Со временем она оправилась. Она — Сьюзен, дочь Хелен, потомок Евы, последняя из рода Пэвэнси. Как говорила когда-то мать: "Не думай слишком долго, доченька, избрав свой путь — действуй". И она начала действовать. Вернулась в университет и поменяла факультет. С новой, непонятной для себя и окружающих силой вгрызлась в учебники. Именно вгрызлась, впилась. Она впитывала знания, как сладкий яд, и каждое из них служило одной цели — понять замысел врага. Ведь чтобы победить — сначала нужно понять. Ей стоило немалых усилий выбросить из головы балы, вечеринки, праздную жизнь. Искушение вернуть всё как было, забыть себя и своё горе в развлечениях было велико, но Сьюзен не была идиоткой. Она видела себя в зеркале в собственном особняке. Ей не хватало только бутылки в руке, тогда картина была бы полной. Нет, она ни о чём не жалела, прошлое надо оставить в прошлом, былые увлечения надо вырвать с корнем, подчинить жалкую рутину, которую слепые эфемеры называют "жизнью", новой, осмысленной цели.

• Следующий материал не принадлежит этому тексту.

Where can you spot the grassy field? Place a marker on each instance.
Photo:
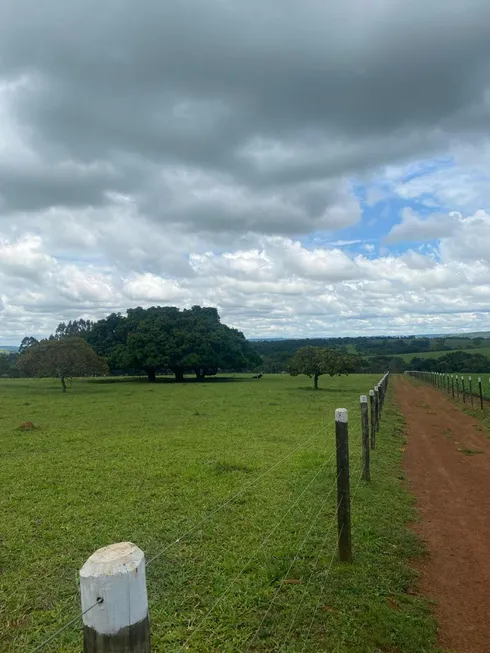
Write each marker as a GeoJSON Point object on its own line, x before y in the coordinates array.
{"type": "Point", "coordinates": [484, 351]}
{"type": "Point", "coordinates": [127, 460]}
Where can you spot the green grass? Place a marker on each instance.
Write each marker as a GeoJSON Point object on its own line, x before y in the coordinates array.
{"type": "Point", "coordinates": [132, 461]}
{"type": "Point", "coordinates": [484, 351]}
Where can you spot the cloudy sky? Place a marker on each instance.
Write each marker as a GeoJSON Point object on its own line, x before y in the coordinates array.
{"type": "Point", "coordinates": [308, 167]}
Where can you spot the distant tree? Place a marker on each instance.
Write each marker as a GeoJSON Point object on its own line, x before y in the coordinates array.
{"type": "Point", "coordinates": [27, 342]}
{"type": "Point", "coordinates": [62, 359]}
{"type": "Point", "coordinates": [162, 338]}
{"type": "Point", "coordinates": [316, 361]}
{"type": "Point", "coordinates": [8, 364]}
{"type": "Point", "coordinates": [73, 328]}
{"type": "Point", "coordinates": [191, 340]}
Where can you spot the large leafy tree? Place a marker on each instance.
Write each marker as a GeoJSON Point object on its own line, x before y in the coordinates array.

Два долгих года прошло в изучении священных книг, работ известных философов и теологов. Сьюзен не "искала", она знала Аслана в лицо. Она знала и его имя здесь, хотя не отваживалась произносить его вслух. Создатель мира, всеведущий творец, властелин смерти. Лучше не привлекать его внимание лишний раз, не взывать к нему. Она спрятала картину со львом, потом приказала её сжечь. Враг был слишком силён. Его лишь позабавили бы эти детские упражнения с дротиками. Нет, она пойдёт другим путём. И вот, после долгих изысканий, неведомых профессорам и студентам, в её мире забрезжил свет. Слабая и робкая надежда. Она долго размышляла над историей Нарнии и вспомнила, что Аслан зачастую долго не появлялся. Значит, чем меньше у него последователей, тем больше шансов, что его здесь не будет. О, она приложила все свои скромные силы для того, чтобы отвадить людей от существа, дарующего смерть и разрушение. Но она не будет идти напролом. Легче всего прикрыться незнанием или отрицанием. Пусть слепцы от рождения считают её врага ещё одной иллюзией. А она поможет им в этом.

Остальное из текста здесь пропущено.